Protect yourself and others from getting infections by using good hand washing habits: it is very important that you clean your hands often and completely. Wash your hands after using the washroom and before eating. You may also use the alcohol-based liquid/foam hand sanitizers available on each unit. As part of our commitment to hand hygiene, we encourage you to politely ask health care providers if they have cleaned their hands before providing care.

Do you have MRSA?

If you've been recently diagnosed with Methicillin-Resistant Staphylococcus Aureus (MRSA), be sure to notify health care staff that you are MRSA positive.
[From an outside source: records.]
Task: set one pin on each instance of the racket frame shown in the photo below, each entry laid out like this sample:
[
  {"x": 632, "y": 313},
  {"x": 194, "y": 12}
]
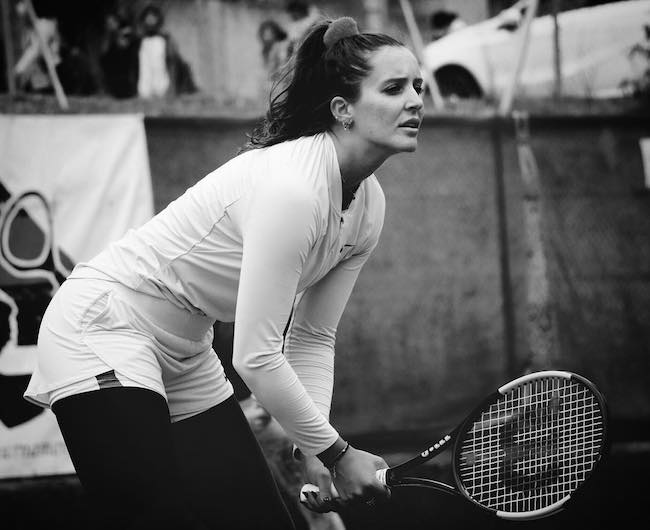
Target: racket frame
[{"x": 395, "y": 476}]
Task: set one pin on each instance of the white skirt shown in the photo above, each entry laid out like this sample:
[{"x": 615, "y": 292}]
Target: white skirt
[{"x": 97, "y": 325}]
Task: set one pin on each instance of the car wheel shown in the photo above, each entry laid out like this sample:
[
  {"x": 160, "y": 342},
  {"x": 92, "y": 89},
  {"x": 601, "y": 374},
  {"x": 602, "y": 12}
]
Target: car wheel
[{"x": 456, "y": 81}]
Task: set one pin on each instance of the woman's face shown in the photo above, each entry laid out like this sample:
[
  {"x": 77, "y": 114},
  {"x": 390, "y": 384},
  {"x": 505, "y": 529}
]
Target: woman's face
[{"x": 389, "y": 110}]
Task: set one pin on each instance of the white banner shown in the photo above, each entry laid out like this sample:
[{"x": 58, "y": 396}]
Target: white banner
[{"x": 68, "y": 186}]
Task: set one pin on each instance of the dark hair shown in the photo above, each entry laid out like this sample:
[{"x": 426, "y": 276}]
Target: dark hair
[
  {"x": 442, "y": 19},
  {"x": 300, "y": 99}
]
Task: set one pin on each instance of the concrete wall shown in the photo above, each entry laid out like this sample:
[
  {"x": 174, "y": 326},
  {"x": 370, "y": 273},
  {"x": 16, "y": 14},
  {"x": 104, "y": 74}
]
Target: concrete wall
[
  {"x": 219, "y": 39},
  {"x": 423, "y": 336}
]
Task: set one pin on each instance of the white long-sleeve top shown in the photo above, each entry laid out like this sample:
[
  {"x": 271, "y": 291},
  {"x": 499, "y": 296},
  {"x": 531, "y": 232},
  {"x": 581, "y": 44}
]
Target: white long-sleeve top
[{"x": 243, "y": 244}]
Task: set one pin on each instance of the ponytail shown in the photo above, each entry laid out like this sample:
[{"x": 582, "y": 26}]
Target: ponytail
[{"x": 300, "y": 99}]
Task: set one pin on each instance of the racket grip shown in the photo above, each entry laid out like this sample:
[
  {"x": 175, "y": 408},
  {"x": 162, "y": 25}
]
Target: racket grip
[{"x": 311, "y": 488}]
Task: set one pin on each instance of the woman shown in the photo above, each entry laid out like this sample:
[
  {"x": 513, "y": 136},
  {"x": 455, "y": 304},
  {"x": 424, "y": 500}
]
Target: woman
[{"x": 282, "y": 229}]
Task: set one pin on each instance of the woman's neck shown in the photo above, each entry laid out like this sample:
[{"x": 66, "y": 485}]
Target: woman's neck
[{"x": 357, "y": 159}]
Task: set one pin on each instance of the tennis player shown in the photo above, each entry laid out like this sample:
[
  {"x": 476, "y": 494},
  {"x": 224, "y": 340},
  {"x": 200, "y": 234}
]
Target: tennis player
[{"x": 273, "y": 240}]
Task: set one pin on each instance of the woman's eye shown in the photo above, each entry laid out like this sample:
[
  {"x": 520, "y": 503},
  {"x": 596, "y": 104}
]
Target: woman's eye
[{"x": 393, "y": 89}]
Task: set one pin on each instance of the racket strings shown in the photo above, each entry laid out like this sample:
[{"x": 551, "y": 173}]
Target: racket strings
[{"x": 532, "y": 447}]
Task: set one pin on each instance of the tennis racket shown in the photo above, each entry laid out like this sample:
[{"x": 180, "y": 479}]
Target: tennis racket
[{"x": 524, "y": 451}]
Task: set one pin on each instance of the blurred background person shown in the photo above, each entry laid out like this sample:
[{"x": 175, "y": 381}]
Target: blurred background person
[
  {"x": 443, "y": 22},
  {"x": 153, "y": 54},
  {"x": 119, "y": 56},
  {"x": 303, "y": 15},
  {"x": 275, "y": 45},
  {"x": 31, "y": 69},
  {"x": 161, "y": 69}
]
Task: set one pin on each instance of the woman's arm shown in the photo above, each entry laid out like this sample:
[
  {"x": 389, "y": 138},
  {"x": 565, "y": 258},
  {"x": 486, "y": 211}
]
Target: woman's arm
[
  {"x": 309, "y": 345},
  {"x": 279, "y": 229}
]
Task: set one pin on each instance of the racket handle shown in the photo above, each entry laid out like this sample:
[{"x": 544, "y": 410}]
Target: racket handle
[{"x": 309, "y": 488}]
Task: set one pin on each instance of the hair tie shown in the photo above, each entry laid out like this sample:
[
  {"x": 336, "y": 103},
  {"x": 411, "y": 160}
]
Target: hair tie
[{"x": 339, "y": 29}]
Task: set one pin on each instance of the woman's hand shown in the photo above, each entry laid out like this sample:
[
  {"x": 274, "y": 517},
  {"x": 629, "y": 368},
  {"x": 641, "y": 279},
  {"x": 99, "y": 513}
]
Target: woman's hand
[
  {"x": 355, "y": 478},
  {"x": 354, "y": 481},
  {"x": 316, "y": 473}
]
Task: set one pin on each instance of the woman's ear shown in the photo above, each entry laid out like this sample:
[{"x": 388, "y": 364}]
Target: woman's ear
[{"x": 341, "y": 110}]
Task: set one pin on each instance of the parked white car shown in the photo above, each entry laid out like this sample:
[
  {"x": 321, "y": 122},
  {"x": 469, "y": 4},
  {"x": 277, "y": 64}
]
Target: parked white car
[{"x": 595, "y": 45}]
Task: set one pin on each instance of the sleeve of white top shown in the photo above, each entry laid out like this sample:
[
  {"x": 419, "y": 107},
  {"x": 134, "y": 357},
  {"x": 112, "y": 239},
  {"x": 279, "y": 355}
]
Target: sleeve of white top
[
  {"x": 309, "y": 346},
  {"x": 279, "y": 229}
]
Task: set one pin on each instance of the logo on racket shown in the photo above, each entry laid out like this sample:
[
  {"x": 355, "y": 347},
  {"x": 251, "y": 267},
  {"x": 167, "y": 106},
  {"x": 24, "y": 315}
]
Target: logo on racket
[{"x": 530, "y": 441}]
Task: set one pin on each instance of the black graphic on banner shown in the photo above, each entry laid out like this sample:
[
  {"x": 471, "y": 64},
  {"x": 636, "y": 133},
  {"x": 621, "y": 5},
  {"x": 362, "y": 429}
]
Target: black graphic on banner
[{"x": 32, "y": 268}]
Expect the following MRSA infection control measures in a health care facility:

  • Infection control staff will place a 'contact precautions' sign on your door advising health care workers and visitors of any special equipment (e.g. gloves, gowns) that they should use. 
  • Your activities outside your room may be restricted, because MRSA can spread easily in some acute care settings. 
  • In some cases, equipment used in your daily care will remain in your room. 
  • You will be taught how to clean your hands with soap and water and with a waterless hand-cleaning agent. You must always clean your hands after using the toilet, before meals and upon leaving your room.
  • Health care staff and visitors must clean their hands when they enter and when they leave your room. Do not be shy about reminding everyone to clean his or her hands.

Do you have VRE?

Vancomycin-resistant enterococcus (VRE) is commonly spread by direct contact with an infected person, usually with the hands. In most situations, the spread of VRE and other bacteria can be controlled by diligent hand washing. Occasionally additional precautions are needed to protect others in the hospital who are ill and more likely to develop an infection. VRE can be more easily spread with diarrhea. Tell anyone who treats you that you were known to have VRE.

Expect the following VRE infection control measures in a health care facility:

  • Practice careful hand hygiene: Hand hygiene is effective in killing germs. Lather wet hands for 30 seconds before rinsing with water, or use alcohol based hand rub and rub until hands are dry.  Always clean your hands after using the toilet and before leaving your room.  Staff, volunteers and visitors will also be advised to clean their hands.
  • Use appropriate toileting facilities
  • Avoid touching any open sores
  • Do not share personal items. This includes towels, washcloths, razors, soap, creams, lotions, cosmetics, toothbrushes, nail files, combs and brushes.